The future will require more interdisciplinary knowledge as we shift from individual to collective modes of thinking and acting. This calls for the development of new terminology that is more relevant and clearly explicated within the contexts of use. The implementation of a shared language in future working groups will foster more meaningful dialogue to achieve a better alignment of objectives and values to support the tenets of project-centred democracy.

Moving Forward Together

The 21st century has introduced massive change across all levels of human life, technologies and systems. This has resulted in a reactive culture of adjusting and adapting, rather than redefining and disrupting. As we reimagine the future of social innovation, there is a pressing need to create new forms of participation across different contexts and practices; working together and community-based activities help set the tone for bottom-up social change.

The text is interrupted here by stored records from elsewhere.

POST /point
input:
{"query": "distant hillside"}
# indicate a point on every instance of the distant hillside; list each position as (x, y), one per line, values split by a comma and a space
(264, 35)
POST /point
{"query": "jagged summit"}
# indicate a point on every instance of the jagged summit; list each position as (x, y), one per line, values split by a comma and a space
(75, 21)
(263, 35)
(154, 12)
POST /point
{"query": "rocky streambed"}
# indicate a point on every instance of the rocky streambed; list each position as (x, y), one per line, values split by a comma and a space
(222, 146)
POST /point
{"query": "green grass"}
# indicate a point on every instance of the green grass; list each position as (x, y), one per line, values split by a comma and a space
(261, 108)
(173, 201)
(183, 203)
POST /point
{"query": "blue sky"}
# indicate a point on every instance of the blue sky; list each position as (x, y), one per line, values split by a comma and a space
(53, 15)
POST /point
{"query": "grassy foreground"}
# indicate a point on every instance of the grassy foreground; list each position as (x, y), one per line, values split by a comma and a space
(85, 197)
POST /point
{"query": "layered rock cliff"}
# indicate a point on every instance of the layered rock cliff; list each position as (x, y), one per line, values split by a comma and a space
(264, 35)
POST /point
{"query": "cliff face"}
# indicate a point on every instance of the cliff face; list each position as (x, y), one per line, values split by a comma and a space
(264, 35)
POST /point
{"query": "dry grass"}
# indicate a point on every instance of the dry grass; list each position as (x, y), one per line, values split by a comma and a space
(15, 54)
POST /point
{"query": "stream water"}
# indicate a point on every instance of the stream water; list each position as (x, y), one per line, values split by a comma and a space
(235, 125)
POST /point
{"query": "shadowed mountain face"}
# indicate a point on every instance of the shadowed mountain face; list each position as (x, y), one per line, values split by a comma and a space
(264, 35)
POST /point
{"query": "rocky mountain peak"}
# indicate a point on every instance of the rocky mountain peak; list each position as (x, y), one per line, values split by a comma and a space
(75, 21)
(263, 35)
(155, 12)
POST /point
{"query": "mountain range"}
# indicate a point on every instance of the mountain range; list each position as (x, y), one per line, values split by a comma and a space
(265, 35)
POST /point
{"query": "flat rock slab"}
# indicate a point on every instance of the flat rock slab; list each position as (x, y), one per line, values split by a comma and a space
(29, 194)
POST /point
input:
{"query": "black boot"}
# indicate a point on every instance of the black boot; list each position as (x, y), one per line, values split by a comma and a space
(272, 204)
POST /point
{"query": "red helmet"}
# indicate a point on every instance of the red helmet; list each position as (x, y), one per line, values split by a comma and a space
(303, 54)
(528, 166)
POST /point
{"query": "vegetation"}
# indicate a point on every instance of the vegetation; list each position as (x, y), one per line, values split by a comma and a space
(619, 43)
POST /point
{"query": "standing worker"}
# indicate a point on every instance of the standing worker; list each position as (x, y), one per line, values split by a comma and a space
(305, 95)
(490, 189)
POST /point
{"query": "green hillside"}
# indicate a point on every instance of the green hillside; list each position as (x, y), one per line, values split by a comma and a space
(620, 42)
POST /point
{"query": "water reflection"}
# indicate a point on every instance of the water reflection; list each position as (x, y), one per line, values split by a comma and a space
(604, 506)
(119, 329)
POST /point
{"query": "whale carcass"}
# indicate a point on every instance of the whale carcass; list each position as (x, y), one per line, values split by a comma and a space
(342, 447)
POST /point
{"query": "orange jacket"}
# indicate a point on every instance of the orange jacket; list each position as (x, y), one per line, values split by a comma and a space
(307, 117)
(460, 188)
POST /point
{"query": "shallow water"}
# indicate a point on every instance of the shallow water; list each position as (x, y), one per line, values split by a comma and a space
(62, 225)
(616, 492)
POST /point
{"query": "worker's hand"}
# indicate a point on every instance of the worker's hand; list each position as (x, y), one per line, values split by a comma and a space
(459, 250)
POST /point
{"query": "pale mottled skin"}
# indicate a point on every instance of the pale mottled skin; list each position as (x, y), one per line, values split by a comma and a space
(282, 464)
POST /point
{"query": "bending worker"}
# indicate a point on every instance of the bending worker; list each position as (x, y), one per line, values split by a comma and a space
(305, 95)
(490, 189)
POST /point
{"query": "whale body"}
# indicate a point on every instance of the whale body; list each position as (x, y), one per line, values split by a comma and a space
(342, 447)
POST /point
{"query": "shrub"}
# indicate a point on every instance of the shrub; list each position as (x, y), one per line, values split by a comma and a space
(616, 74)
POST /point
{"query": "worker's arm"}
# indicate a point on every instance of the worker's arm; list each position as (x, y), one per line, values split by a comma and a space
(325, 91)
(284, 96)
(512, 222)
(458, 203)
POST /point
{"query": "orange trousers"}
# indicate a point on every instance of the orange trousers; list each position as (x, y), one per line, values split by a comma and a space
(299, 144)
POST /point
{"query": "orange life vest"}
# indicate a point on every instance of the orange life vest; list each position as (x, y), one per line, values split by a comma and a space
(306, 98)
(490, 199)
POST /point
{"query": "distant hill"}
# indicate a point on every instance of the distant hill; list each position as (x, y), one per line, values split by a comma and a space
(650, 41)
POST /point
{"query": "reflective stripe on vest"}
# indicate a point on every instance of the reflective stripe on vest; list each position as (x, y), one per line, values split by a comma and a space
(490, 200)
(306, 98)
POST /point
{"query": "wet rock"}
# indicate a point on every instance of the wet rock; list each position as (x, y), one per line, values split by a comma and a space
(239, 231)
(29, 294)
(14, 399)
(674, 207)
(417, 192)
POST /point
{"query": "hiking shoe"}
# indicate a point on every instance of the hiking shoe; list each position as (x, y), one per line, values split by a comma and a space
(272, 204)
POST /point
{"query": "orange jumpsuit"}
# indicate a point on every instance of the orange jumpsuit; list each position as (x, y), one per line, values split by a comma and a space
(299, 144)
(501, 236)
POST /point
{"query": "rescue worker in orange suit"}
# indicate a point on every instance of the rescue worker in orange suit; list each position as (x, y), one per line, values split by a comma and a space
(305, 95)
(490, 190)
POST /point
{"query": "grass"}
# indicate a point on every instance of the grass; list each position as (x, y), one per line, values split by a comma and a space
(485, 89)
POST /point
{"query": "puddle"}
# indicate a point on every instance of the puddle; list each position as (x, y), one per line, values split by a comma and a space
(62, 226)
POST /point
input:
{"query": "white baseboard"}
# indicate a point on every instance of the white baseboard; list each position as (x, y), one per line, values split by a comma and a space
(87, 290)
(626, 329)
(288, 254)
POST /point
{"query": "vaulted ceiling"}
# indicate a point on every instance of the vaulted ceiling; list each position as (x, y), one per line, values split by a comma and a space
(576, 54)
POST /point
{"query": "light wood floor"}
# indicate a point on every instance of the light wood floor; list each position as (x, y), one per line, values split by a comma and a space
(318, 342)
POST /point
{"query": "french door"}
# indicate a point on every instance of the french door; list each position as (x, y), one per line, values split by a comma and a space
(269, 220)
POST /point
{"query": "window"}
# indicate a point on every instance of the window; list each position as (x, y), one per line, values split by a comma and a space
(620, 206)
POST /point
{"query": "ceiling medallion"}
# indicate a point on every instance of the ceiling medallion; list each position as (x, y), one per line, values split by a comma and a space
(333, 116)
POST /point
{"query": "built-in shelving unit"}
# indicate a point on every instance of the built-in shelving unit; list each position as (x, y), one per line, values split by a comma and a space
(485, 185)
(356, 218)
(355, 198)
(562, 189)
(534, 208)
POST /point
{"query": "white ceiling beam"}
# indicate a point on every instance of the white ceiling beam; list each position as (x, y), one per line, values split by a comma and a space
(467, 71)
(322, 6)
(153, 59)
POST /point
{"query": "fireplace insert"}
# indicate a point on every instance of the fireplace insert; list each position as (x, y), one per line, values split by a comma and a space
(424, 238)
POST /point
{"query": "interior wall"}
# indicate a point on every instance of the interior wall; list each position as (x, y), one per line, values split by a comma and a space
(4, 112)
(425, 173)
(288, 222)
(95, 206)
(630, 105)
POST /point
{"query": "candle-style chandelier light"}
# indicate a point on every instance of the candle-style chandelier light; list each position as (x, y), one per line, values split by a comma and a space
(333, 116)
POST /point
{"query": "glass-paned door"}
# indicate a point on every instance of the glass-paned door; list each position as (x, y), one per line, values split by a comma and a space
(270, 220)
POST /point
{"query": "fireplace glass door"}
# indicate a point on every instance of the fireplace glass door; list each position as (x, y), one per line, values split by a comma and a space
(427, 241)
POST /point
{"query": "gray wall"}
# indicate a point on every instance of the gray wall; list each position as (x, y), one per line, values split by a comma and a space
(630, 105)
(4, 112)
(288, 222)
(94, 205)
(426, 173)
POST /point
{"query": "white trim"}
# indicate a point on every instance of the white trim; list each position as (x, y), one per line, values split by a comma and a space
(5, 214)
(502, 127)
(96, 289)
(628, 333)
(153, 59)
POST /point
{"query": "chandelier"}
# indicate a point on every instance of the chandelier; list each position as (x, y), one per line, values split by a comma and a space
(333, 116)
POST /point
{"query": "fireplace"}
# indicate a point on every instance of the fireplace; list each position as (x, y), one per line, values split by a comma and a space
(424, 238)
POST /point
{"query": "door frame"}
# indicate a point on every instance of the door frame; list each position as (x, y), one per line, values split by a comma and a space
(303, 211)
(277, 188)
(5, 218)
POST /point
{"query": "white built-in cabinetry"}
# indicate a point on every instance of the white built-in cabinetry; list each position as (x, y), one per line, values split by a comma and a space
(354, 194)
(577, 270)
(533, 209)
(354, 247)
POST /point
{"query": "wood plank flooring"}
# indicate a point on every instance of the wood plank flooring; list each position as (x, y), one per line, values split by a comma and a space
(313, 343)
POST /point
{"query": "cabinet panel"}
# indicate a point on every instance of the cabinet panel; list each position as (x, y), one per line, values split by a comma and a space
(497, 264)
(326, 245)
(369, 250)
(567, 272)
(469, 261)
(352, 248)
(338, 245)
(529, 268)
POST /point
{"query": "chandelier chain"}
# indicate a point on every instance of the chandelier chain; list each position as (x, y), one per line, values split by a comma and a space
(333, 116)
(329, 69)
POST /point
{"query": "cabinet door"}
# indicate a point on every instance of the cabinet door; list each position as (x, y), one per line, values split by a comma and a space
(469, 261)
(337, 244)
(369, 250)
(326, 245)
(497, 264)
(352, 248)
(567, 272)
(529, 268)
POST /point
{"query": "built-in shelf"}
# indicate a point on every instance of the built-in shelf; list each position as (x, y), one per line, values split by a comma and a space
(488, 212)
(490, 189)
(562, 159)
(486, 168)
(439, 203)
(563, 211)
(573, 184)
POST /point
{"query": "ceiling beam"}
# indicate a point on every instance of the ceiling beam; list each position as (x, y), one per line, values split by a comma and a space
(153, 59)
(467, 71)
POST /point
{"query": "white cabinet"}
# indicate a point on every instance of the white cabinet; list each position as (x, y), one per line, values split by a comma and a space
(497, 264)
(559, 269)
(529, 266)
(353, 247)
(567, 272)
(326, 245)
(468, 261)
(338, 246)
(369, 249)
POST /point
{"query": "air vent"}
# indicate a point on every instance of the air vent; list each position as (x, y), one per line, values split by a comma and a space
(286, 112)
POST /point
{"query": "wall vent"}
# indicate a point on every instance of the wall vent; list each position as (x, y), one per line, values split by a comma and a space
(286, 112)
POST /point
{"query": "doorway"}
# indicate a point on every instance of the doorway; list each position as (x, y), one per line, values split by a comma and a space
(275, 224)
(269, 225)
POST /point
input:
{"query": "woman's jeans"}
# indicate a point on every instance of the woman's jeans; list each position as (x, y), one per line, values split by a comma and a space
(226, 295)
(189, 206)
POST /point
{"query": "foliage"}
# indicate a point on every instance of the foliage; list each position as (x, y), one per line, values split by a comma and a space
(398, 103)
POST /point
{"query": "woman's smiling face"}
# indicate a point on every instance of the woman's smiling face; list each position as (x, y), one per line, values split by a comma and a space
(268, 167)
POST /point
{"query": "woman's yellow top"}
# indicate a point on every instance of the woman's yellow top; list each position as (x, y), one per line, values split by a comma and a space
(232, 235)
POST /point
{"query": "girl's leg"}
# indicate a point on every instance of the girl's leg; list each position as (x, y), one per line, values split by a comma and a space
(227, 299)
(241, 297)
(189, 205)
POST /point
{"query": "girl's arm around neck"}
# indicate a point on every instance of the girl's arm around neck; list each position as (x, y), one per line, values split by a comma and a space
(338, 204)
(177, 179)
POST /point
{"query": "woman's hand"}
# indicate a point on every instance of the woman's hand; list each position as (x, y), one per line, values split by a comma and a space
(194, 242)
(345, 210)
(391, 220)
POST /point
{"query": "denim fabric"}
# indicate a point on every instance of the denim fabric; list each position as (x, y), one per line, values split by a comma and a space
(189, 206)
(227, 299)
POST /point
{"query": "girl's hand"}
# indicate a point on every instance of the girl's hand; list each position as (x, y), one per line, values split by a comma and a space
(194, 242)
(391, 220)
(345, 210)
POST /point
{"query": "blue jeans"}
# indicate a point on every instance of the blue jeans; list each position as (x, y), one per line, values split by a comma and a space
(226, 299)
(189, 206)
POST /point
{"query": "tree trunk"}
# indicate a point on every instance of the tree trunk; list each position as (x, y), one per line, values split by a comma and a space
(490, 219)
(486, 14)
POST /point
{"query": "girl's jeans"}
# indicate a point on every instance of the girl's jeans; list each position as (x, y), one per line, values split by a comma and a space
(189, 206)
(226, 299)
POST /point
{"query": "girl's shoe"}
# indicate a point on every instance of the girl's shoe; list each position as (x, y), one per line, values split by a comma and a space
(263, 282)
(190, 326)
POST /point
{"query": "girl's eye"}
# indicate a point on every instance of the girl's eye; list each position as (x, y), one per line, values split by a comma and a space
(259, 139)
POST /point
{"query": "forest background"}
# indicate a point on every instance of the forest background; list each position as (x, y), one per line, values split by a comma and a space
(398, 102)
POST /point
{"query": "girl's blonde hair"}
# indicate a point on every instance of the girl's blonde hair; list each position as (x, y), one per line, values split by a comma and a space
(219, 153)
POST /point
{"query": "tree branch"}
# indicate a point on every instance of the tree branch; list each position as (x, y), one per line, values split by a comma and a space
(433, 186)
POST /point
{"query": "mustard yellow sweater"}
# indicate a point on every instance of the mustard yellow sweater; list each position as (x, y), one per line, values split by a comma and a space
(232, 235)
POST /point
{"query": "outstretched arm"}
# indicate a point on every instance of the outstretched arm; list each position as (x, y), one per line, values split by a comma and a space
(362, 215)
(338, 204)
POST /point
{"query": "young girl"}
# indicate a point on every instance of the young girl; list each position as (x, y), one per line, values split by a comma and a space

Generative Systems to Generative Societies

The increasingly complex, vague and ambiguous world demands an examination of generativity as a fundamental concept for future-proofing. Redefining systems from the individual to community-levels of interaction allows for project-centric democracy to emerge, as smaller and locally-situated projects begin to contribute to larger societal shifts. This leads future change from generative systems to the creation of generative societies.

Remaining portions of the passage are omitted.